"A lot of people died there. There was a jaundice epidemic. There also was the sand fly fever, which is a disease carried by sand flies. The sick person suffers very high fever and is practically unconscious. It takes about two or three days and then it gets better again. The danger of this disease is that people often have suicidal tendency. They think they can’t live through it so they tried to kill themselves. So that’s what sand fly fever is."

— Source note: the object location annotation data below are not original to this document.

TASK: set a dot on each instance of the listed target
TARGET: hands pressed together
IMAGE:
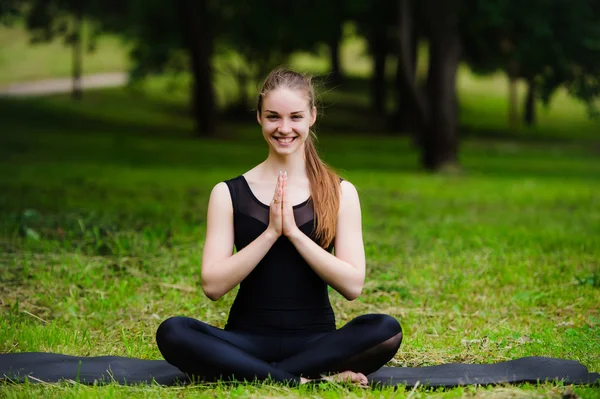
(281, 218)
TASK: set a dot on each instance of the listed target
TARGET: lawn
(102, 218)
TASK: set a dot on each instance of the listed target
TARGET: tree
(47, 19)
(548, 43)
(436, 106)
(375, 21)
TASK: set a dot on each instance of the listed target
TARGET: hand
(275, 214)
(289, 222)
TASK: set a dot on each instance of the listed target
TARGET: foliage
(555, 42)
(496, 264)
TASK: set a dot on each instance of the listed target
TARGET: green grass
(103, 211)
(22, 61)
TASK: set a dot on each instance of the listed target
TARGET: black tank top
(282, 295)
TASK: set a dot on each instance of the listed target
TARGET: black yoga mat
(51, 367)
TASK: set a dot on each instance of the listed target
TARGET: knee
(393, 330)
(383, 324)
(169, 333)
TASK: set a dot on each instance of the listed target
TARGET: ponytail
(325, 193)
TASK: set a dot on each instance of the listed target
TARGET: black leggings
(202, 351)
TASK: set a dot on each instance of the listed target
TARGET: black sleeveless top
(282, 295)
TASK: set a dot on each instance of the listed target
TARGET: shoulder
(348, 195)
(347, 189)
(221, 193)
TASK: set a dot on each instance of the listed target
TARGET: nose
(285, 126)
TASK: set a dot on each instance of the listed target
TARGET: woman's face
(286, 120)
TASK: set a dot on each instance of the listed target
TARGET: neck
(294, 164)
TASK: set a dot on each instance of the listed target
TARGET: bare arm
(221, 269)
(344, 271)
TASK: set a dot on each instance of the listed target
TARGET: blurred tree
(376, 21)
(547, 43)
(160, 33)
(47, 19)
(436, 105)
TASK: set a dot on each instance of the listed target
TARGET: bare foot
(350, 377)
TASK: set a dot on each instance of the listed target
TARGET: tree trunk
(379, 47)
(404, 118)
(198, 35)
(77, 44)
(513, 96)
(440, 135)
(334, 55)
(529, 114)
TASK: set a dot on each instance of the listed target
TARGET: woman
(284, 226)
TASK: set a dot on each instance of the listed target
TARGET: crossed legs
(363, 345)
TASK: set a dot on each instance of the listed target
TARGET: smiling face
(286, 119)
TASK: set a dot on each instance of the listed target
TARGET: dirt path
(54, 86)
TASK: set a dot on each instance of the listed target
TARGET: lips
(285, 140)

"The line up was strictly every morning at 6 am. Then the daily order have been announced and individual units learnt their assignments. Then the people got on the trucks which took them to several halls, where the repair stations were and where they worked. Men and women worked there together like in a factory. They used the Arabs for the dirty work. We always returned back in the evening. It was very tough and hard to work in such hot weather."
"During the winter, the night temperature got sometime as low as 10 degrees above zero, which was really cold. But that was only during the winter time. During the summer the temperatures remained very hot. The nights were hot too, because the sand was so warmed up from the day sunlight. I remember our shoes being burned out from the heat, we needed new shoes frequently."

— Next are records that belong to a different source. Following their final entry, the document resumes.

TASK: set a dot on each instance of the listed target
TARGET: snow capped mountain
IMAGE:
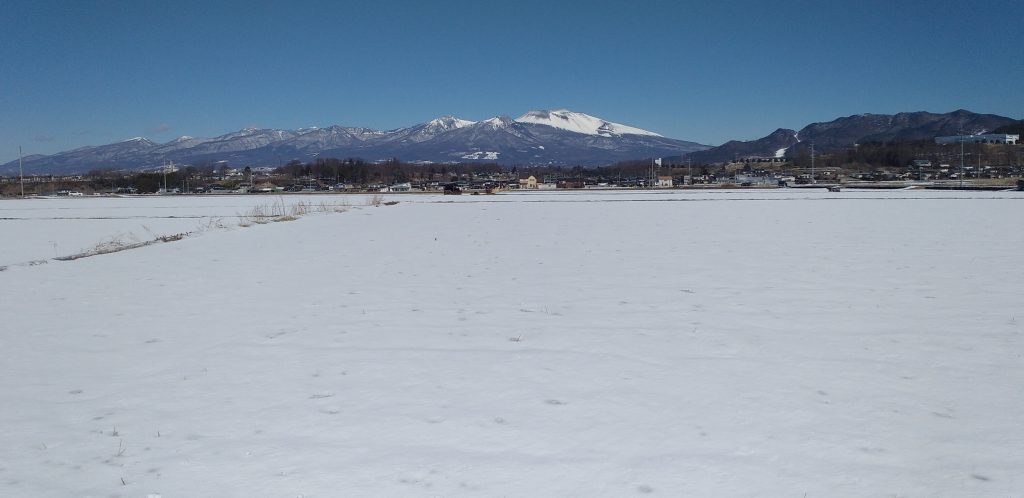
(558, 137)
(581, 123)
(445, 123)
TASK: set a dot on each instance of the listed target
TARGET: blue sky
(80, 73)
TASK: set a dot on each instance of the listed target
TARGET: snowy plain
(780, 342)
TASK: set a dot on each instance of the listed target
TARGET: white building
(986, 138)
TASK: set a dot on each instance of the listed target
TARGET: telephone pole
(20, 171)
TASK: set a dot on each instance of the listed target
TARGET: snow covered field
(721, 343)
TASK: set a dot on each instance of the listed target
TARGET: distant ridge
(859, 128)
(559, 137)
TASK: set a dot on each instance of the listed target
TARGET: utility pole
(812, 164)
(20, 171)
(962, 157)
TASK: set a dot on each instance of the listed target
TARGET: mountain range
(860, 128)
(557, 137)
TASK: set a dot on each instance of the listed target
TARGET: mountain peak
(581, 123)
(450, 122)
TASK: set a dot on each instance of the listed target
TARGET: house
(407, 187)
(529, 182)
(983, 138)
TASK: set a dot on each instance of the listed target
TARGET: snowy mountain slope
(580, 123)
(557, 137)
(859, 128)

"On this boat people must kept running back and forth to level the boat during the heavy waves so the boat wouldn’t turn upside down. There must have been space for them to run here and there while the other people slept. They lied in the sleeping bags squashed like sardines, because if someone turned around the people sleeping next to him turned automatically with him."

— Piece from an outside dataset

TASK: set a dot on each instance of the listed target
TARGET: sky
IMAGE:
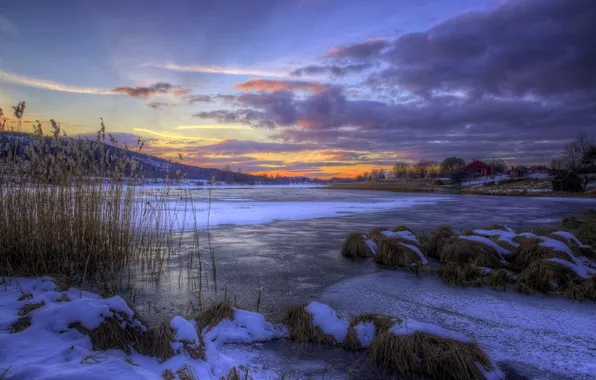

"I was standing there alone at the train station not knowing where to go or what to do. We didn’t have any money or anything , just this Kit pack. That was the army sack with the uniform in it, but nothing else. As I was standing there some soldier or officer came to me and said : ´ What’s up with you? ´ And I told him: ´ I don’t know where to go. ´ So he said: ´ Let’s go to the repatriation station. ´"
"On the November 25th I was standing on the top deck. There was the ambulance on one side and the inpatient hospital on the other side. There were some kids in ambulance when we heard...The ship turned on its side very fast. I was just holding one child so I quickly handed him to someone who was climbing up. The ship turned almost upside down and now the upper deck was down and the bottom up. I let myself slide down to the hospital by using the inclined deck, where my former big love lied at that time. I managed to pulled him up and although he was unconscious I swam with him to the pier. But I remember other people screaming as they were falling off the stairs when the ship turned sideways. This one experience is still my nightmare. It’s a fear that will never fade away."
We were so proud to wear Czechoslovakia’s badge on our shoulders
Mrs. Hana Pavlů was born in a German - Jewish family in Hostinne, in the Sudetenland. She attended textile clothing school in Liberec and later Brno. Sadly, her entire family save for herself and her sister died in concentration camps during the war. In 1940 she and her sister joined the illegal transport to Palestine to avoid certain death. They experienced awful trip on Milos, a cargo ship from the Romanian port of Tolcea to Haifa. She then boarded the Patria carrying 270 Jewish refugees that sank in Haifa on November 25th 1940. She miraculously survived and was transported to the internment camp in Atlithu. She entered the Czechoslovak army troops in 1942 in the Middle East, where she underwent military training by the British in Sarafand. During the years from 1943 to 1946 she acted as a member of the ATS batallion (Auxiliary Territorial Service) operating in camp Tel-El-Kebir in Egyptian desert. After she returned to Czechoslovakia in March of 1946, she was placed into one of the repatriation camps to reassimilate with displaced Czechs. Later on she lived in Prague between friends’ apartments. She suffered seriously through this ordeal from nervous system illness. She spent the rest of her professional life working in the Pharmaceutical Research Institute, until her death in 2013.